A tongue of land jutting south into France, the Botte de Hainaut (Boot of Hainaut) is a natural extension of the Ardennes range further east, if a little flatter and less wooded. It’s mostly visited for its gentle scenery and country towns, among which Walcourt and Chimay are the most appealing – the former graced by a handsome basilica, the latter by a charming château and perhaps the prettiest main square in the whole of Wallonia. The Boot’s one and only train line runs south from Charleroi to Walcourt, Philippeville and ultimately to Couvin; local buses fill in most of the gap, with a good service between Charleroi, Couvin and Chimay, but to tour beyond the towns you’ll need a car. The other complication is that apart from campsites, accommodation is extremely thin on the ground. Chimay is your best bet, but consider making advance reservations in all cases, either direct or via the main regional websites: wwww.botteduhainaut.com and the more comprehensive wwww.paysdesvallees.be.
More about Belgium
Find out more
COUVIN, just 5km south from Mariembourg, was one of the first settlements in Hainaut to be industrialized, its narrow streets choked by forges and smelting works as early as the eighteenth century. In the event, Couvin was soon marginalized by the big cities further north, but it has battled gainfully on as a pint-sized manufacturing centre. Tourism has also had an impact, as the town lies at the heart of a popular holiday area, a quiet rural district whose forests and farmland are liberally sprinkled with country cottages and second homes. Long and slim, and bisected by the River Eau Noire, Couvin is short on specific sights, but it does possess a good-looking if small old quarter, set on top of a rocky hill high above the river and main road, where you’ll find the boringly modern main square, place du Général Piron. About 3km north of town, in a lovely spot that’s difficult to reach without your own transport, tours of the Grottes de Neptune (wwww.grottesdeneptune.be) last an hour and take you part of the way by boat on an underground river, before wowing you with some typically dramatic music and light shows.

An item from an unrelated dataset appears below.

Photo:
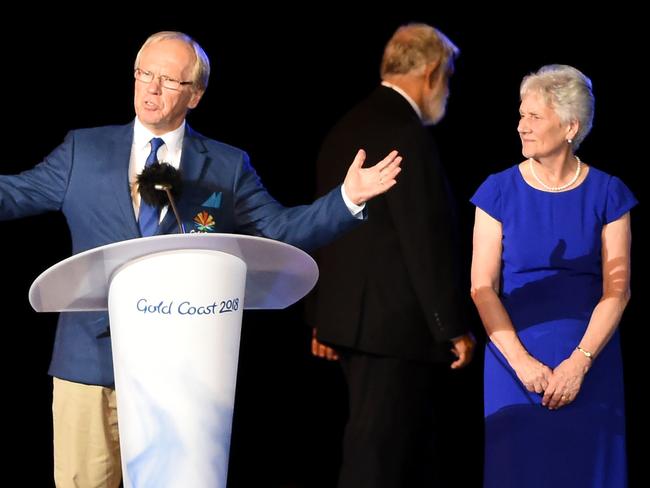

It’s best known for the beer brewed by local Trappists, but the small and ancient town of CHIMAY, 14km west of Couvin, is a charming old place in its own right, governed for several centuries by the de Croy family, a clan of local bigwigs who continue to occupy the Château des Princes de Chimay in the centre of town. A considerably altered structure, it was originally built in the fifteenth century, but was reconstructed in the seventeenth, then badly damaged by fire and partly rebuilt to earlier plans in the 1930s. Today the main body of the building is fronted by a long series of rectangular windows, edged by a squat turreted tower. Tours are led by the elderly Princess Elizabeth de Croy herself, who is an engaging and personable guide and speaks excellent English. She’ll show you the old chapel in one of the turrets, lots of family portraits (right up to the present day), a hotchpotch of period furniture and – the highlight – the carefully restored private theatre, modelled on the Louis XV theatre at Fontainebleau, where you can watch a short film on the family and the property. Many of the de Croy family were buried in the Collégiale des Saints Pierre et Paul, a mostly sixteenth-century limestone pile with a high and austere vaulted nave. The church’s walls crowd the town’s slender Grand–Place, an eminently bourgeois and exceedingly pretty little square surrounding the dinky Monument des Princes, a water fountain erected in 1852 in honour of the de Croys.